He held back a sigh. He had his reasons for waiting before taking care of the chore, but he didn’t want to discuss those reasons with her so he mumbled something about seeing to it and went out into the garage to find some peace and quiet. Without turning the lights on, he immediately crossed over to the window. He leaned cautiously forward, careful not to ruffle the curtains in any way. He didn’t want to be caught spying on his neighbors, even though that’s exactly what he was doing. But it was hardly his fault that he had to resort to spying in the first place. He had been pushed to it. He had been backed into a corner and now he felt he had no choice but to take some kind of affirmative action. Anyone in his position would do the same, and he had already decided that a fair amount of stealth and scrutiny was going to be necessary to carry out his plan, especially if he didn’t want to be caught.
It had been almost two months. Two months since the first incident. Two months of sleepless nights and anxious days. All because of his neighbor, Caleb. Or rather, because of Caleb’s dog, Otis, who was more affectionately known as Mr. Chubbs. How Eymann hated it when the Lydon’s stood on their back porch and actually called the dog by that ridiculous name. It was the stupidest name for a dog he had ever heard. Apparently, they didn’t agree. The thought of Otis - or Mr. Chubbs - pooping in his meticulously-manicured yard had been the last straw. Having neighbors who would blatantly allow their dog to trespass across clearly-established boundaries felt like a personal violation to Eymann. This wasn’t even about the dog anymore. This went way beyond that.

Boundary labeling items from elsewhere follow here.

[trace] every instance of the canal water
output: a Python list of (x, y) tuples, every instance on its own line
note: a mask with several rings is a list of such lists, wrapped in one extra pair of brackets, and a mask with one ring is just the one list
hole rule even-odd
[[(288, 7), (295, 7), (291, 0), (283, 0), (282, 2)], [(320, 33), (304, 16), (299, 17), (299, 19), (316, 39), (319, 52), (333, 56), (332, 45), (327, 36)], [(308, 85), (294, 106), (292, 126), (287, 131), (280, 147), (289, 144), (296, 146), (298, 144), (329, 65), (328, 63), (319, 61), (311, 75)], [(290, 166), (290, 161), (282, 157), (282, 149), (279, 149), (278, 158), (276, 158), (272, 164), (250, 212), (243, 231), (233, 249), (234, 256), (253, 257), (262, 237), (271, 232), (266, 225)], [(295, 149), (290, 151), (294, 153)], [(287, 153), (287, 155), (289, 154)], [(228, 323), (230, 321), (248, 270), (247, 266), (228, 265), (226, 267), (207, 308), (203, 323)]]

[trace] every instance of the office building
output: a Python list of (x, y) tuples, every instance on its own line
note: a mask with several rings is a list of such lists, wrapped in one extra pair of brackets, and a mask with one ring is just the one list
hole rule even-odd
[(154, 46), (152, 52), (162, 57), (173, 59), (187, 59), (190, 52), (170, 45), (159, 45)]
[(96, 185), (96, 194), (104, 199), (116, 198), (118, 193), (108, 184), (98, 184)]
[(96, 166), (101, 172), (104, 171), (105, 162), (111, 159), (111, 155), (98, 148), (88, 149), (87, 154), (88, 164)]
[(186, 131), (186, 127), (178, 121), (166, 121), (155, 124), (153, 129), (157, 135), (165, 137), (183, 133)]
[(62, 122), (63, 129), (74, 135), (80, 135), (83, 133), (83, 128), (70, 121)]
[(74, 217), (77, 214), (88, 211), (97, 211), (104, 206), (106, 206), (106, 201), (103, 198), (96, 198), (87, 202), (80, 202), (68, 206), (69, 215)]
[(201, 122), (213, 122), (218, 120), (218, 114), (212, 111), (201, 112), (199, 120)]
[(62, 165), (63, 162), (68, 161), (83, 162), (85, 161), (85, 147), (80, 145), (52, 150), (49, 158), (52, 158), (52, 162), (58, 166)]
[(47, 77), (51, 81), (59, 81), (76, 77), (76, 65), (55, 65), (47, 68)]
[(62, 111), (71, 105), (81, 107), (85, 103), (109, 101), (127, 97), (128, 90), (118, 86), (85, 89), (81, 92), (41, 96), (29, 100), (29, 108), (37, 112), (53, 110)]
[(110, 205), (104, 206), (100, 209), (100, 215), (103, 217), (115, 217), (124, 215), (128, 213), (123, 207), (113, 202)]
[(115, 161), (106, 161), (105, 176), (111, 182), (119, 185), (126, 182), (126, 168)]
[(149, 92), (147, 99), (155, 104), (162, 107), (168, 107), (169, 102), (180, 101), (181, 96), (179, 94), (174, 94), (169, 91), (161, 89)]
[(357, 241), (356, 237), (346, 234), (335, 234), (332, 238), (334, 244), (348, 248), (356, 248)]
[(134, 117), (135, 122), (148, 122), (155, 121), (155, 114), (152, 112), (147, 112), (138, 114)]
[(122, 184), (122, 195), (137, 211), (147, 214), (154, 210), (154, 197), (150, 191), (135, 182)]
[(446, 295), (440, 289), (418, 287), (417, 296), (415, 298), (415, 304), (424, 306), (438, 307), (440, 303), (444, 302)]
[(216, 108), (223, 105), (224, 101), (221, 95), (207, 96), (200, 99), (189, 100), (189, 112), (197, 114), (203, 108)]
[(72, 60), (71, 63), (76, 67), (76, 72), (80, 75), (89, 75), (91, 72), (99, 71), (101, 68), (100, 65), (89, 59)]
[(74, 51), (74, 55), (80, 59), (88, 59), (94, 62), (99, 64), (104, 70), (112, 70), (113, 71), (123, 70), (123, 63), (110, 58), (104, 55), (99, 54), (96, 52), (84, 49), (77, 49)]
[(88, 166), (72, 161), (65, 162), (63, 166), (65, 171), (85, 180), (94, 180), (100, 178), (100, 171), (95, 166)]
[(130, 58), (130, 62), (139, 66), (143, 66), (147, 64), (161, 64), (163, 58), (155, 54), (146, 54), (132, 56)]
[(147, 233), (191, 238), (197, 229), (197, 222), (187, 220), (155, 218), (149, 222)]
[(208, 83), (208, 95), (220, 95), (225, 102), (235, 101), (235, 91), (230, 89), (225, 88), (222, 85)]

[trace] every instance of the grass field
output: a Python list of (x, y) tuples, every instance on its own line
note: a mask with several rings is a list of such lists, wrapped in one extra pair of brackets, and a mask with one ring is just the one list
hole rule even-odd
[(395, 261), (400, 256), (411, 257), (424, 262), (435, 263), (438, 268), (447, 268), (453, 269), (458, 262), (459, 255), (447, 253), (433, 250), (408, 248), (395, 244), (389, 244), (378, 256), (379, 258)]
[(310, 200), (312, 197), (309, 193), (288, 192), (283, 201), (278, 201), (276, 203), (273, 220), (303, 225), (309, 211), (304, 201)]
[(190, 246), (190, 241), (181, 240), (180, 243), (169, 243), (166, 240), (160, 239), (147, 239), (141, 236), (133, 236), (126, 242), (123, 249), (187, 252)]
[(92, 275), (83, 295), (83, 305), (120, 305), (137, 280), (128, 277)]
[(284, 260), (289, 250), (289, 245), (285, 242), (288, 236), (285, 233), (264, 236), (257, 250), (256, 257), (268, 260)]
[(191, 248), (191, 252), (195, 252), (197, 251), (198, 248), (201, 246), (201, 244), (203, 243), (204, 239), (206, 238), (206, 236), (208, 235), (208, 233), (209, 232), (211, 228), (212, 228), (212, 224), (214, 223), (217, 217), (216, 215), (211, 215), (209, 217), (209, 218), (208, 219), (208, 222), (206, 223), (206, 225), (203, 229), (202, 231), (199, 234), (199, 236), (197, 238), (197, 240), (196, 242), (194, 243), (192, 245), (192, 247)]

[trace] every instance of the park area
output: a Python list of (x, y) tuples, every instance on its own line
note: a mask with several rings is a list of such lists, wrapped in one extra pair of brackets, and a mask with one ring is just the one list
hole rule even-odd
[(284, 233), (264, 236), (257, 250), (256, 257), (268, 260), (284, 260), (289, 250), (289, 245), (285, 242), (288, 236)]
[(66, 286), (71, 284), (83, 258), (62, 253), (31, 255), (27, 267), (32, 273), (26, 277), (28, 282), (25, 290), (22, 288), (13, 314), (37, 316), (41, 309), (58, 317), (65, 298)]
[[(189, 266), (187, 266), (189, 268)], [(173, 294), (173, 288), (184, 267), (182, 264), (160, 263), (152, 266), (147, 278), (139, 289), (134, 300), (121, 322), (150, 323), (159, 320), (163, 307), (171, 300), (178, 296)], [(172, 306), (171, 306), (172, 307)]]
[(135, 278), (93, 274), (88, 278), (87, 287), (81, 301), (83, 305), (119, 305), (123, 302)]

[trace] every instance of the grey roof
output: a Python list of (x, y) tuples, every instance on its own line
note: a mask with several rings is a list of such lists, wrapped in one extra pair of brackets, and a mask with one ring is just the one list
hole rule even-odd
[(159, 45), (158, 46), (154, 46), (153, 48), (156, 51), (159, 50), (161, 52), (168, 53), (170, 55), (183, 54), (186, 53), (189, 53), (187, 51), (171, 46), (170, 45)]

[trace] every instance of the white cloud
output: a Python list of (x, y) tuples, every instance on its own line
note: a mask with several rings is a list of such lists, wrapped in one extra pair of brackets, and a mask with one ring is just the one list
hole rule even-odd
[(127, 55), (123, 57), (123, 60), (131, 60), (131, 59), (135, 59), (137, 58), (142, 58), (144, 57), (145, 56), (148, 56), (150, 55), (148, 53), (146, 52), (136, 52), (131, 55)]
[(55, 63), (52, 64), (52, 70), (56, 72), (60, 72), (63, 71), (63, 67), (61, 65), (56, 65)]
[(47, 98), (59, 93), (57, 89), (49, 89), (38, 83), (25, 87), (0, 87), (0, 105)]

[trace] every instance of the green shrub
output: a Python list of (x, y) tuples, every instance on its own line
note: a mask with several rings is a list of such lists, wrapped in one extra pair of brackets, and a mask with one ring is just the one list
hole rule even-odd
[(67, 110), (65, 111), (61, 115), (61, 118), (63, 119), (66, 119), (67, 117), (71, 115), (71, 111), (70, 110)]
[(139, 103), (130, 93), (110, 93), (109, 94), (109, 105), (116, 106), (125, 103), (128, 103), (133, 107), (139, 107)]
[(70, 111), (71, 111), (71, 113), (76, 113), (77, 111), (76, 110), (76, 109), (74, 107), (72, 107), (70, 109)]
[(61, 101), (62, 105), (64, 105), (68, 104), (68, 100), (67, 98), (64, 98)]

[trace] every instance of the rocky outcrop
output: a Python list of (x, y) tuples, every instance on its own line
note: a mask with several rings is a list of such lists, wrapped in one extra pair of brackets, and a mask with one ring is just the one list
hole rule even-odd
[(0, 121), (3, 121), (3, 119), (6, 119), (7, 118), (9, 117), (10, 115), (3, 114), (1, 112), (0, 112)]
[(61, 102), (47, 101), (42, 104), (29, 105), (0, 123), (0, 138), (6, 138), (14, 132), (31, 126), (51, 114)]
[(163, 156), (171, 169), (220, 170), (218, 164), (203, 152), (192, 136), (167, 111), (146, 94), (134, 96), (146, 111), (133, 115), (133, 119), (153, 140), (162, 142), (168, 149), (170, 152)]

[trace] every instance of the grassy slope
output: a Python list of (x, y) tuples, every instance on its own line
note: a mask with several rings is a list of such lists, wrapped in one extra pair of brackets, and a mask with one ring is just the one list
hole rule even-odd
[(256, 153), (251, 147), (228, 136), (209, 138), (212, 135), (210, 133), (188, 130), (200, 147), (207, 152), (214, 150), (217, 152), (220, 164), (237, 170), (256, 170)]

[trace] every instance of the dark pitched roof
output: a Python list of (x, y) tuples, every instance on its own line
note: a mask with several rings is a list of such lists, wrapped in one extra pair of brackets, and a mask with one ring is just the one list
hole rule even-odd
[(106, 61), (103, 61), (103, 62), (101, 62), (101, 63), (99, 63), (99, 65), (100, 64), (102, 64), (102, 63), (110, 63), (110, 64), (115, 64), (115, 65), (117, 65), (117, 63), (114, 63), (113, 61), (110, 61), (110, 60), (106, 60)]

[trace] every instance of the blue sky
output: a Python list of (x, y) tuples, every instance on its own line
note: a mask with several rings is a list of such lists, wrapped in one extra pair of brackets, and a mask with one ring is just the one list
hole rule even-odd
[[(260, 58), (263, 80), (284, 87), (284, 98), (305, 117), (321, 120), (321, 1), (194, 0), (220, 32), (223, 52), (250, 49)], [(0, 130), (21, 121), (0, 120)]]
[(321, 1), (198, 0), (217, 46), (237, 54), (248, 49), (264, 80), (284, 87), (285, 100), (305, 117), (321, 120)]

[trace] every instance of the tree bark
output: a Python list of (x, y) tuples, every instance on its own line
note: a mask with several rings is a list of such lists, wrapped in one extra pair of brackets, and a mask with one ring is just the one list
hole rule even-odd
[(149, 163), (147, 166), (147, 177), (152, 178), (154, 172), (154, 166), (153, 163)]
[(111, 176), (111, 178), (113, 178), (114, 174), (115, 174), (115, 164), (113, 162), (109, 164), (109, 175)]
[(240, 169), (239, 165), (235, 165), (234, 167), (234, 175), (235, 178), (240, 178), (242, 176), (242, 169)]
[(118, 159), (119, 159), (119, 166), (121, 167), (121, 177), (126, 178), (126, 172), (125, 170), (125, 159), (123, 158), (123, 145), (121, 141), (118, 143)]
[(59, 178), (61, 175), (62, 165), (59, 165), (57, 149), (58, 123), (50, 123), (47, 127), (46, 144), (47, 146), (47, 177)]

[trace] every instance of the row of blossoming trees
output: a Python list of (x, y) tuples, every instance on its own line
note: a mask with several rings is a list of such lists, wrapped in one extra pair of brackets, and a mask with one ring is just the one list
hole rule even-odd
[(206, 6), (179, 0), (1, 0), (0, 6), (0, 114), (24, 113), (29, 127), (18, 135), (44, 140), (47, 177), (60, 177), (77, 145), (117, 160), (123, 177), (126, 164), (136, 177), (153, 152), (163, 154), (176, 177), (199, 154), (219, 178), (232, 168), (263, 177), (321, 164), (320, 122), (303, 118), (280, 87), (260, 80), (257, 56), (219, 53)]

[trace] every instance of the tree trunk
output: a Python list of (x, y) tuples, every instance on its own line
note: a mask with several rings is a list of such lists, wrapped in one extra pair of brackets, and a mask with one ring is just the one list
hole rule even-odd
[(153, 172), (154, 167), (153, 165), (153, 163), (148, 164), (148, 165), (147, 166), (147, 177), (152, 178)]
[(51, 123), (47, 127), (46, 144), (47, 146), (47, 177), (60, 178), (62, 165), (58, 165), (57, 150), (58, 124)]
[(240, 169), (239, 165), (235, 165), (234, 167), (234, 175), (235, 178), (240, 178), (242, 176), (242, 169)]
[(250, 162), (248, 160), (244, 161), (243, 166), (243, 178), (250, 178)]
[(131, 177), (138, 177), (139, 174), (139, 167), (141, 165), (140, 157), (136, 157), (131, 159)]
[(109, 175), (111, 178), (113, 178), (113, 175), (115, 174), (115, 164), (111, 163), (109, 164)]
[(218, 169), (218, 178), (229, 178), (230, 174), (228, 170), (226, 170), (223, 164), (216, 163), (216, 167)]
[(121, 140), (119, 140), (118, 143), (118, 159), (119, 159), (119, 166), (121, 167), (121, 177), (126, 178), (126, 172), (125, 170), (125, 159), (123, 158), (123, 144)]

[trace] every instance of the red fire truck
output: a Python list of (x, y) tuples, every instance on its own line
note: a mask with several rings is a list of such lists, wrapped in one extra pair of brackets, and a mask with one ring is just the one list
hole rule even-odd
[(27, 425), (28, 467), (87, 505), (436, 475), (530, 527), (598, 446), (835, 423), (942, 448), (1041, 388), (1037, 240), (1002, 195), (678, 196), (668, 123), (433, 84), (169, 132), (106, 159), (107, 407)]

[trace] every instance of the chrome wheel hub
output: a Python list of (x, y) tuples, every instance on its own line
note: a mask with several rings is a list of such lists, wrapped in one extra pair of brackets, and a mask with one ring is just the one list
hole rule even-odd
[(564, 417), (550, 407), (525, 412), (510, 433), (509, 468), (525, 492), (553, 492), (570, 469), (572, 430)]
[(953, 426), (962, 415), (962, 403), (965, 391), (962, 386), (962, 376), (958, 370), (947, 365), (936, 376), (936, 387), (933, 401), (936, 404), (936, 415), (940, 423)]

But what could he expect from people who were living in sin? Even though Caleb and Selia weren’t married, that didn’t stop them from living together. Or fornicating. And while Caleb Lydon was disruptive in a hundred different ways as a neighbor, Eymann found Selia distracting in another way. He couldn’t say exactly what it was about her that held such a fascination for him. She was definitely not the kind of woman he should be thinking about, especially since he was a married man, but from the day they had moved in, he had found himself doing just that. There was an allure about Selia that he could not ignore, though heaven knew, he had tried. Whether it was her long flowing hair that gleamed with golden highlights in the sunlight, or her slender, womanly form as she stood on her porch or in her back yard in the early morning, something drew him almost irresistibly. She was beautiful, to be sure, but there was more to it. There were times when the light surrounded her with a soft halo, making her seem almost angelic. Eymann couldn’t get enough of looking at her.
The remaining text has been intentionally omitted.